Software systems usually start with a limited set of well understood requirements. However, as most successful systems evolve, they take on more and more requirements, embodied in countless functional and non-functional aspects. In an enterprise environment, you can end up adding many third-party libraries and frameworks to this messy modular mix, all interacting with each other and working under the surface of the system's day-to-day work. In fact, in less than a few years, a system that initially has a simple, manageable set of requirements becomes a behemoth: unmanageable and clumsy code.

As a result, Java developers who enter this environment have a new task of day-to-day maintenance and improvement. If you are the developer, your first task is to have a deep understanding of the structure of the system. Understanding the structure will be the key to enhancing the system and diagnosing the problems that will inevitably occur. Of course, exploring any unknown system for the first time is easier said than done.

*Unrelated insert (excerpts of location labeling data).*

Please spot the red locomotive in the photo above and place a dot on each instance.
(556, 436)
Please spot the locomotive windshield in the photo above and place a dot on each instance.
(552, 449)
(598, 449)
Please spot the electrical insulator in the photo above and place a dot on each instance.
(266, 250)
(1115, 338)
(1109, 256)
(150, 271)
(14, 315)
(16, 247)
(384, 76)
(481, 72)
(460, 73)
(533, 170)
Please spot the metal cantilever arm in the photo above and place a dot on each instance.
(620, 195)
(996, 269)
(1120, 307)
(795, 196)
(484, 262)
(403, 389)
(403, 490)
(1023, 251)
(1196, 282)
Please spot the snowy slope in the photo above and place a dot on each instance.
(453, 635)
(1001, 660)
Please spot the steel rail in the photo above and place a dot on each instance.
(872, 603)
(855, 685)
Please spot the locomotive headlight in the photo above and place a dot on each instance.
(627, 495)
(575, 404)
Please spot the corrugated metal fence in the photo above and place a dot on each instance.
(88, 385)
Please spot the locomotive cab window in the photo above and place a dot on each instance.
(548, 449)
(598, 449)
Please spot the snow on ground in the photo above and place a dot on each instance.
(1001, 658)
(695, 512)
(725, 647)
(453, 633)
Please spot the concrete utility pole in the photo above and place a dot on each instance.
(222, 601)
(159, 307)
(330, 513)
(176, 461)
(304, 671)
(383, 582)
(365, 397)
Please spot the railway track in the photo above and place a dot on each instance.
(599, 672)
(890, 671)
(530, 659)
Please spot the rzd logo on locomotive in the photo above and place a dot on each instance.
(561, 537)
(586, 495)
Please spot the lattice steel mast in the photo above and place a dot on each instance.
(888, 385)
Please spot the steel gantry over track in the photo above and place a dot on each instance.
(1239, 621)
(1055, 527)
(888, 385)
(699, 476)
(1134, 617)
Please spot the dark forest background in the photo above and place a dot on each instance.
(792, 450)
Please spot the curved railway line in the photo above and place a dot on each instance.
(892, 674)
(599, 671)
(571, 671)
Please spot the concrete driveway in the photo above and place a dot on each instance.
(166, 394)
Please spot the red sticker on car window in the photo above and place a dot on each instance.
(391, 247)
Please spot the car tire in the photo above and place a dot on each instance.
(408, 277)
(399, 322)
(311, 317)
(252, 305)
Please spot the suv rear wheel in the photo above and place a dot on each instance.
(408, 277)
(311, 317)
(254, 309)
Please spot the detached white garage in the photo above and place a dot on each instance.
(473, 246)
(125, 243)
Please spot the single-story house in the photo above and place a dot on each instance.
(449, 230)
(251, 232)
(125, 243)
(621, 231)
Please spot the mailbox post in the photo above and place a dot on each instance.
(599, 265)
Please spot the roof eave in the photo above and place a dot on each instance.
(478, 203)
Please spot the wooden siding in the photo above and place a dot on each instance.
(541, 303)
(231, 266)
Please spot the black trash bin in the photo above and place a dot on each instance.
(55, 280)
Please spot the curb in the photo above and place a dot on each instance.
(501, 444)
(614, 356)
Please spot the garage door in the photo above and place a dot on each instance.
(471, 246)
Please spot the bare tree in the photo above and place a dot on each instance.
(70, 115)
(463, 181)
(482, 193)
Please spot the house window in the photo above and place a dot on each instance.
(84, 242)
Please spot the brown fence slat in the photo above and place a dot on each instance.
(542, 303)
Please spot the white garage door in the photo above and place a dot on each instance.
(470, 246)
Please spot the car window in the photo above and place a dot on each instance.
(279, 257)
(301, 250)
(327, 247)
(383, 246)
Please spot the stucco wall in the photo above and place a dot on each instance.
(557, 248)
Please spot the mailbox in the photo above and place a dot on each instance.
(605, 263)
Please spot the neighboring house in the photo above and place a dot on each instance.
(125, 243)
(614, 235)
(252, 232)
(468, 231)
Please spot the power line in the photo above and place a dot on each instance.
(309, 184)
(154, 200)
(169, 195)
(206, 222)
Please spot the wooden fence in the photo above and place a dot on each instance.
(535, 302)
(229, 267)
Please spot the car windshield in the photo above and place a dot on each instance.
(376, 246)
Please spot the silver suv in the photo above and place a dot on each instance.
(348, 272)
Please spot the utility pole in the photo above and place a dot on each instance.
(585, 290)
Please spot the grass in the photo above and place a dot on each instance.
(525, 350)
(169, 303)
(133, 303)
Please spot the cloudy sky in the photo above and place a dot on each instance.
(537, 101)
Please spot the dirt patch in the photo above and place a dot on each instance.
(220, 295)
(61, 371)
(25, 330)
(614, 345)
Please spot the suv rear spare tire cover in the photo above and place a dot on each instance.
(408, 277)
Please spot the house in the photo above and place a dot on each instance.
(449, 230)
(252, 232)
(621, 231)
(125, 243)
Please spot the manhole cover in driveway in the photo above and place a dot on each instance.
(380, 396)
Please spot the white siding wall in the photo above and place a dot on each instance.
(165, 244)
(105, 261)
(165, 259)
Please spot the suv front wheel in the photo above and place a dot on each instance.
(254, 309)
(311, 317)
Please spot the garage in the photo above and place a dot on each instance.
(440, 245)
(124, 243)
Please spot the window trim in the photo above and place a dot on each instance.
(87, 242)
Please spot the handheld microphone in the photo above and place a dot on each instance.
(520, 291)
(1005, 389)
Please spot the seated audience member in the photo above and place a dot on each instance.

In some cases, you can consult the original developer, but not in other cases. But even if you can find the original development team, some systems will be too large to be able to get to know and understand it without mechanical help.

While there are a number of tools available to help you understand complex programs (see Resources), most tools are expensive, time-consuming to learn, and limited in functionality (that is, if the tool doesn't meet your needs, you'll have no access). In this article, I will suggest an alternative approach. Aspect-oriented programming is a mature programming paradigm that can be applied to a wide range of programming scenarios, including the understanding and maintenance of legacy applications.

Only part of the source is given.